Shawn Knight

No. 78, 99, 75, 77
- Positions: Defensive tackle, defensive end

Personal information
- Born: June 4, 1964 (age 62) Provo, Utah, U.S.
- Listed height: 6 ft 6 in (1.98 m)
- Listed weight: 290 lb (132 kg)

Career information
- High school: Sparks (NV) Reed
- College: Brigham Young
- NFL draft: 1987: 1st round, 11th overall pick

Career history
- New Orleans Saints (1987); Denver Broncos (1988); Phoenix Cardinals (1989); Minnesota Vikings (1990)*; Kansas City Chiefs (1991)*; Sacramento Surge (1991);
- * Offseason or practice squad member only

Awards and highlights
- PFWA All-Rookie Team (1987); National champion (1984); Third-team All-American (1986);

Career NFL statistics
- Fumble recoveries: 1
- Stats at Pro Football Reference

= Shawn Knight =

American football player (born 1964)

Shawn Matthew Knight (born June 4, 1964) is an American former professional football player who was a defensive tackle in the National Football League (NFL). He was selected in the first round by the New Orleans Saints, 11th overall in the 1987 NFL draft. He played three seasons in the NFL, playing one season each for the Saints, Denver Broncos and Arizona Cardinals.
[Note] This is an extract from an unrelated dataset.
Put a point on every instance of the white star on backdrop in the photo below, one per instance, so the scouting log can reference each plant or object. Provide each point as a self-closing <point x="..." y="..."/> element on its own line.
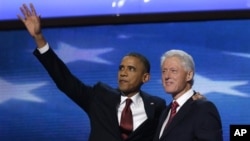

In his senior year at Brigham Young University, Knight recorded 16 sacks.

When Knight's pro career began, he reported late to training camp and fell out of favor with the coaching staff. After his rookie season, New Orleans traded Knight to the Denver Broncos in exchange for Ted Gregory. Knight played 31 games in his NFL career, with only one start. The only official statistic that Knight recorded in 31 games was a fumble recovery. He is considered one of the biggest busts in NFL draft history.